1 - 20/05/1967 18:00

2 - 27/05/1967 17:50

3 - 03/06/1967 17:45

4 - 10/06/1967 17:45

5 - 17/06/1967 17:45

6 - 24/06/1967 17:45

7 - 01/07/1967 18:25


The TARDIS has been stolen by antiques dealer Edward Waterfield, who lures the Doctor and Jamie into a trap. They are transported back to Waterfield's own time, 1867, where his daughter Victoria is being held hostage by the Daleks to ensure his cooperation.

The Daleks force the Doctor to monitor Jamie's performance of a test - the rescue of Victoria - with the supposed intention of identifying the human factor: the special quality possessed by humans that enables them always to defeat the Daleks. The Doctor, having succeeded in this task, implants the human factor into three test Daleks - with the result that they become friendly and playful!

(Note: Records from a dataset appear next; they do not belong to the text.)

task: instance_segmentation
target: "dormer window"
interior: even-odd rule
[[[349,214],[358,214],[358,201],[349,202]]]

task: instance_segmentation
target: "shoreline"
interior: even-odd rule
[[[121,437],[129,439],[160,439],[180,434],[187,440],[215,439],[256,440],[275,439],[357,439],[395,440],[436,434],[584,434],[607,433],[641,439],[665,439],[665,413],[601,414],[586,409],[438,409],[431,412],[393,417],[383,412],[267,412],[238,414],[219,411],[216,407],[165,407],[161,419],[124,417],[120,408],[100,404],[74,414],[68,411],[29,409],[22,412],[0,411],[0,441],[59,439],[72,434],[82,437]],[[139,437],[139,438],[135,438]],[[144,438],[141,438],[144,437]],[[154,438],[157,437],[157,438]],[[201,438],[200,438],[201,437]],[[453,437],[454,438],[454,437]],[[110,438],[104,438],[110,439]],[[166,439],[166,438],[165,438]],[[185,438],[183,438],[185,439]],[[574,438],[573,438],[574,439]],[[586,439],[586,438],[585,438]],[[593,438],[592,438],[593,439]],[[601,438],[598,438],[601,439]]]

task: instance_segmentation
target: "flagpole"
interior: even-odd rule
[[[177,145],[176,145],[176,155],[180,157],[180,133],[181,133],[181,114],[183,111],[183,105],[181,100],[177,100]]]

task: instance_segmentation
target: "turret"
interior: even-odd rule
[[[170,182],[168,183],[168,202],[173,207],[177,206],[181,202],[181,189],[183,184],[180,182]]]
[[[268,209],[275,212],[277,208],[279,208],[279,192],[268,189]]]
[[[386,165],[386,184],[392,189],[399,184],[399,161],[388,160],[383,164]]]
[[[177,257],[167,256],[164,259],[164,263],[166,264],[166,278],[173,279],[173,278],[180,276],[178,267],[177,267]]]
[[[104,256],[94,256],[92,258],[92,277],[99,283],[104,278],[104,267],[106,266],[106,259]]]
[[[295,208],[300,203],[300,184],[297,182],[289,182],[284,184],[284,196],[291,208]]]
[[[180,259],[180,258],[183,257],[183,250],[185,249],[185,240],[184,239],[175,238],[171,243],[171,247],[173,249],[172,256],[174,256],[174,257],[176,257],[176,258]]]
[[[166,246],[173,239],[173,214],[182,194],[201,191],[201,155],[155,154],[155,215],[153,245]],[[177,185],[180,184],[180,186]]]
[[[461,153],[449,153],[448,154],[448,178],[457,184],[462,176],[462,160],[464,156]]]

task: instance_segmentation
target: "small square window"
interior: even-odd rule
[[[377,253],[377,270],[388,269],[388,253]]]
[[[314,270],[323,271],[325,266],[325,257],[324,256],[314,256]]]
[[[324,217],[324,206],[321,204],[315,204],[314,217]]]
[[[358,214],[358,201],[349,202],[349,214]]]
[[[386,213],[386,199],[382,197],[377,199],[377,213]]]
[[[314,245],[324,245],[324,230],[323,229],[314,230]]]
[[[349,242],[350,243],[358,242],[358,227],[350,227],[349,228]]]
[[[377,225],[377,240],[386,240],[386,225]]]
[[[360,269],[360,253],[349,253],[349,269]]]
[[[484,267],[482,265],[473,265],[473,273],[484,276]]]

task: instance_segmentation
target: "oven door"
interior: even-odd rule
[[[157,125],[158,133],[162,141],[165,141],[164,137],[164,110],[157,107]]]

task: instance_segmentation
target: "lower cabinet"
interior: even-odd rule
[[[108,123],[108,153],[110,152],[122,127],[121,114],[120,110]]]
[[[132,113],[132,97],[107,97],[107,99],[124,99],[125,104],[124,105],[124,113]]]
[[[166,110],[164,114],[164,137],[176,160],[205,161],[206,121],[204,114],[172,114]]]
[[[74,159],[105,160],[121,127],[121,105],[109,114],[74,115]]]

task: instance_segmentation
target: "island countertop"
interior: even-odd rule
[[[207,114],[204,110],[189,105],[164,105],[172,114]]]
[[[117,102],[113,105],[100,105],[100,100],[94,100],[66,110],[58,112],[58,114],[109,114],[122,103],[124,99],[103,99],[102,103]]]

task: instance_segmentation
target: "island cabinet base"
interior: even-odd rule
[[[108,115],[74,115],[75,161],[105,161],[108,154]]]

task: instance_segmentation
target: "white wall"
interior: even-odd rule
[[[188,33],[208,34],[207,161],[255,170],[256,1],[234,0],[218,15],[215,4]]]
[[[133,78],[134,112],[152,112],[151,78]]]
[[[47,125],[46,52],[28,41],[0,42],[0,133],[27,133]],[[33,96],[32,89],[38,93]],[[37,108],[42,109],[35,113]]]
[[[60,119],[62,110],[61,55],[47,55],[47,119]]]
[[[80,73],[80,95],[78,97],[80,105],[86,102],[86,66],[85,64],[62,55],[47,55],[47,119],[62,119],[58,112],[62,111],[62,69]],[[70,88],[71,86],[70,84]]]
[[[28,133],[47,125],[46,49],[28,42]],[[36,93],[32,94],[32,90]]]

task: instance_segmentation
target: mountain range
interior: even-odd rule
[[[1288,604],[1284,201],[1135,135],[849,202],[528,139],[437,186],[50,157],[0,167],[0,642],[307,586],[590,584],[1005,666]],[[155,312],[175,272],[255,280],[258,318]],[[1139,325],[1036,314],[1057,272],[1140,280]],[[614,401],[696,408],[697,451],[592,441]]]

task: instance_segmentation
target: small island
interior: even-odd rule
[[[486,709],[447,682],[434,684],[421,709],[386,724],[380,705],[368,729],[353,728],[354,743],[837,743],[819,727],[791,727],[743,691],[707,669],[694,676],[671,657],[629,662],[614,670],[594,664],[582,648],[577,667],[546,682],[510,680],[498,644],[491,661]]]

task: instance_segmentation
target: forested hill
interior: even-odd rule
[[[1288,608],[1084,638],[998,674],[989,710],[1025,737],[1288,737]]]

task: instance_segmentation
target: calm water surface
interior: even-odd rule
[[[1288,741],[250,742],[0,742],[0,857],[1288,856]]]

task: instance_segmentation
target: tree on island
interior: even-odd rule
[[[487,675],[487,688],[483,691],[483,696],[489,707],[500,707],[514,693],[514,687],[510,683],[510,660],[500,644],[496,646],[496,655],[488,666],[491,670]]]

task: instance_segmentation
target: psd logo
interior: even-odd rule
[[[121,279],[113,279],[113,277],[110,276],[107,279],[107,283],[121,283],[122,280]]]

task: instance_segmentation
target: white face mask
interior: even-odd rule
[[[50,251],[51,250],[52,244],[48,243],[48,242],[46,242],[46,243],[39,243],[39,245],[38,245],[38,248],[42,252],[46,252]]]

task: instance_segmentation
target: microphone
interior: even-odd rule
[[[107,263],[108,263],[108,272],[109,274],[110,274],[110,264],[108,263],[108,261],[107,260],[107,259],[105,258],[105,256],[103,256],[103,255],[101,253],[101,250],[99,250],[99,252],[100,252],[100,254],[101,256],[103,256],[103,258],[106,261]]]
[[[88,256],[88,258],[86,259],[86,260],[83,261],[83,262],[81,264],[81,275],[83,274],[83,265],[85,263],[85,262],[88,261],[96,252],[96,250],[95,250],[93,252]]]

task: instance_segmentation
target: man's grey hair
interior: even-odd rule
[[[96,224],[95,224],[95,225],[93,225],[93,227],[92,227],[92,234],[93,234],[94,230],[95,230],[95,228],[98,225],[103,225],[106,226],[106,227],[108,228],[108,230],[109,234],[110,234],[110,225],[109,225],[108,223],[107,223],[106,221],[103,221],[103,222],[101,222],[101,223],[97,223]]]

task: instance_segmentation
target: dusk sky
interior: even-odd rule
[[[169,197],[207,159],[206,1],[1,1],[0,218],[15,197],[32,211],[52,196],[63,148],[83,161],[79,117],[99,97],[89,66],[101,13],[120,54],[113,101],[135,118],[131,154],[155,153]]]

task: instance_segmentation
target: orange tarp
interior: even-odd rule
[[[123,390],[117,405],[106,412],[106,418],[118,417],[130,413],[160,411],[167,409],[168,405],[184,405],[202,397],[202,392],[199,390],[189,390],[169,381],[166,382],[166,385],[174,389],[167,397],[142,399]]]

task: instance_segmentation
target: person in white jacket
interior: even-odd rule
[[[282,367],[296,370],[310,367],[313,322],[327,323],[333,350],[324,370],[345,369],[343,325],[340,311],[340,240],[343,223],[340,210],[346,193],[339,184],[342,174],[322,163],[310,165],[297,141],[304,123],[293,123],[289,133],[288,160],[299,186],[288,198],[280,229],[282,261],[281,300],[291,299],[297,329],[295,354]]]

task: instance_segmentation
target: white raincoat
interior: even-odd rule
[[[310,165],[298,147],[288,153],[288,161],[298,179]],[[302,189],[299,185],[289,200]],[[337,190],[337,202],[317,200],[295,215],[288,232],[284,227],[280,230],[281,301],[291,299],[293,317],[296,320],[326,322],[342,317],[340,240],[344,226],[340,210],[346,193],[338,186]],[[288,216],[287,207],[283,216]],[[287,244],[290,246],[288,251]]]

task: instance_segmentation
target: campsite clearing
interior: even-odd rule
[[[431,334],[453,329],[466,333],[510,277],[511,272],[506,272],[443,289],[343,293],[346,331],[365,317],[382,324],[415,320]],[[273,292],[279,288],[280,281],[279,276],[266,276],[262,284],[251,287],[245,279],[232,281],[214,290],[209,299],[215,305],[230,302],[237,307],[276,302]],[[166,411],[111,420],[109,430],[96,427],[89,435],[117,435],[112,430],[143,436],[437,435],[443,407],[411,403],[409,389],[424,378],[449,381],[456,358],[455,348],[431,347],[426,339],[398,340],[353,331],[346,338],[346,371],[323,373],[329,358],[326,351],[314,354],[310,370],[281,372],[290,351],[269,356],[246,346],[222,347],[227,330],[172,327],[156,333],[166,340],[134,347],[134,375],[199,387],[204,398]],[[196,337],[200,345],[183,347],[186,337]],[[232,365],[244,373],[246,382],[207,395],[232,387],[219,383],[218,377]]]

Everyone is transported back to Skaro where the Doctor discovers that the Daleks' true aim has been to isolate the Dalek factor - the impulse to destroy - and implant it into humans. The Emperor Dalek informs him that his TARDIS will be used to spread the Dalek factor throughout all time.

By a ruse, however, the Doctor is able to infuse many more Daleks with the human factor. A civil war breaks out between the two Dalek factions and they are apparently all destroyed. As Waterfield has been killed during the course of the action, the Doctor offers Victoria a place aboard the TARDIS.

Episode Endings

Waterfield's henchman Kennedy, absorbed in rifling his boss's secret safe, fails to notice as a Dalek materialises behind him. He turns and stares in horror as the Dalek grates 'Who are you?' and demands that he answer.

Two Daleks wait for the test on Jamie to begin. One intones that the humans have been warned that any delay will result in their death. Unaware that Jamie is currently missing, the other replies: 'There will be no delay!'

Jamie makes his way cautiously through the booby-trapped corridors of the house. Suddenly a figure looms out of the darkness ahead of him. He calls out, asking who is there. The burly Turk Kemel prepares to attack him...

Jamie and Kemel reach Victoria's room. Jamie bangs on her door to bring her out. Suddenly a door opens behind them, and a Dalek emerges...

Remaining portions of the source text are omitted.